If you had told me a few years ago that I’d be studying abroad in Japan, I wouldn’t believe you. My application process was surreal: I’d looked up a countless number of photos, blogs, and reviews of study abroad in Japan, and I couldn’t believe that I was applying to go to a country so different from my own. When I applied and found out that I was accepted into IES Abroad’s Nagoya Summer Program, I was ecstatic: I was going to Japan! I had a new perspective about the photos, blogs, and reviews that I’d seen and read. I would gather my own memories and photos just like those in the past who’ve studied abroad have done.
What I loved the most about studying abroad through IES is the support system that I had from the minute I was accepted and even now as an alumna. I remember feeling butterflies (a bit from excitement, a bit from nervousness) when I thought about my upcoming study abroad trip, but my advisor sent me a weekly newsletter and answered all of my questions (no matter how small or unimportant they seemed to me!).

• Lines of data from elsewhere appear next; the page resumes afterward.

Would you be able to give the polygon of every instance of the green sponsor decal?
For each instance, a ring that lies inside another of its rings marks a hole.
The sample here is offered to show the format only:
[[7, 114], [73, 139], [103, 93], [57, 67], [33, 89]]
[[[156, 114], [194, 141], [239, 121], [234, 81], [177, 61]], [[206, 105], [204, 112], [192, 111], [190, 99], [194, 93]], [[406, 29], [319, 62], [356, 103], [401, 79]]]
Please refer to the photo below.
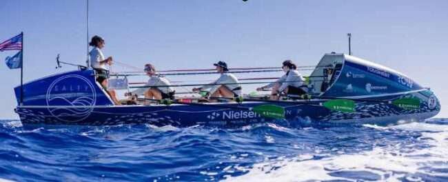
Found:
[[420, 108], [420, 99], [416, 98], [403, 98], [392, 101], [392, 104], [405, 110], [416, 110]]
[[261, 105], [254, 107], [252, 110], [254, 112], [265, 117], [285, 119], [285, 108], [276, 105]]
[[203, 90], [199, 91], [199, 95], [201, 95], [202, 97], [206, 97], [207, 94], [208, 94], [208, 92], [207, 92], [207, 91], [203, 91]]
[[334, 99], [323, 103], [323, 106], [329, 110], [343, 112], [355, 112], [355, 102], [348, 99]]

The minute my plane touched down in Nagoya, two IES staff members greeted me in the airport. This was such a relief for me, as I had never been in a foreign country before--let alone one where the native language isn't English! The staff members were so polite and helped me and two of my fellow participants to the hotel that we'd be staying in for the weekend. On the train ride there, we introduced ourselves and talked about various aspects of American and Japanese culture (in a mix of Japanese and English) and just our initial reactions at being in Japan. It was comforting to have them there with me, and they assuaged any lingering fears or worries that I had about being in a country so far from home.
My first weekend in Japan was an orientation guided by two IES staff members. They gave us emergency resources, talked about some cultural differences and difficulties that we might face, and organized a traditional Japanese meal for us. It was a perfect transitioning weekend that helped me and the other participants become comfortable with our new home for the next 6 weeks.
I won't lie and say transitioning to life in Japan was easy; being in a foreign country for the first time, especially when you don't speak the official language fluently, is tough. Tasks that I wouldn’t give a second thought to in America like doing laundry and buying groceries were challenging. My advice to overcoming these challenges is this: observe how your Japanese classmates carry out their day-to-day lives and never be afraid to ask for help.
My time in Japan was short, but I felt like I had seen a lot and learned a lot about the places that I visited. Because of IES, I was able to see my host city in a new way, through several different cultural events like the community Tanabata celebration and the TAO drum performance. I also explored more of Kyoto than I ever thought I would; Kyoto is such a historically and culturally rich city with an abundance of shrines, temples, and historical landmarks, and our weekend field trip to Kyoto allowed us to visit a handful of the most famous landmarks in a short span of time. Although I was extremely tired after the trip, I'm glad that I had the chance to see so much of such a beautiful city. IES Abroad field trips supplemented an already incredible study abroad experience by helping me to see more of Japan, both geographically and culturally, than I ever thought possible.
One aspect that I loved about IES is that they organized these field trips and events, but the time commitment was never overwhelming. I still had free time so I could hang out with my new friends and go to karaoke or a local ramen shop, or plan small field trips of our own to museums and castles.
As far as academics go, Nanzan University provided a rigorous and highly beneficial language learning environment. We had classes 5 days a week, around 3 hours a day with a 15-minute break in between, and then homework on a daily basis. What I loved about Nanzan was that they provide so many opportunities for international students to interact with Japanese students, both inside and outside of the classroom. Every Friday, our sensei would invite Japanese students to our class and we would start off the class by having conversations with them for 20-minutes. There were also daily events such as the Japan Plaza where you could go and get homework help or just informally converse in Japanese, and other frequent events such as Coffee Hour where you could converse and play games with Japanese students. They also organized several field trips (some just for international students, some for international and Japanese students) to various places such as Shirakawa-go, a beautiful UNESCO World Heritage Site nestled in the mountains, and even a sumo championship held in Nagoya! The environment that Nanzan University provided was so inviting and fun.
If you attend, I highly recommend staying in the International Student Dormitories. For the girls dorm, you’re guaranteed one Japanese roommate, plus up to 2 other roommates from anywhere in the world! The dorms are more like 4-bedroom apartments with a shared bathroom area, kitchen area, and common area. The guys dorms are single rooms, but there is still at least one Japanese student on each floor, so you won’t lose the opportunity to converse with native Japanese speakers, even when you’re settled in for the night.
Despite only being in Japan for 6 weeks, it felt like a lifetime because of all of the incredible people that I met and places that I saw. Overall, I highly recommend studying through IES Abroad if you’re looking to get the most out of your time abroad and explore every nook and cranny of your host country, with the support of a genuine and caring staff.